Fabio made me realize today that the matrices I am using are too large. Getting the eigenvalues in a 55000x55000 matrix would take too much time, even having the memory it'll be in the range of years. This means the approach I was thinking on following, just saving the matrices, won't work; I need to reduce them to about 10000x10000.
The simplest way to reduce the matrices is reduce the images. A 187x296px image will result in a 55352x1 vector, and that eventually leads to a 55352x55352 matrix. I have made a database of reduced photos and I'm testing the code against its data. This reduction will probably result in a decrease of the accuracy of the algorithm, so I will study different ways of reducing the size of the matrix.
An idea I've been thinking about lately is dividing the face in regions and identify each region separately, then make a "score" for each face in the database and select the face with biggest score. The score of each feature would be weighted based on experiments, giving a higher score if a difficult part of the face is recognized. For example, eyes would have a higher score than foreheads as in first glance, foreheads don't seem to offer much information. This method would use a subspace for each feature, making instead of 1 really big matrix, a bunch of smaller ones.
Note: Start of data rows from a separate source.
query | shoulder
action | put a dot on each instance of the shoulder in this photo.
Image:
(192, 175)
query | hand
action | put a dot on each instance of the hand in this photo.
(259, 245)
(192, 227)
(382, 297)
Another one is making an average of the pixels, get a pixel, get the average value of all the surrounding pixels and store the average. Most probably, this average will also be calculated as a weighted average, so no edges are missed and accuracy is compromised the least. This will reduce the matrix sizes, but it is esentially the same as reducing the image, the quality will be lower (less px/in) so accuracy will be affected.
The problem with these two methods is that I'm still implementing fisherfaces to use as a control algorithm, so I can't really modify the algorithm in such a big way, at least for the first method, or it won't serve as a control algorithm. However, they might prove useful for the real algorithm.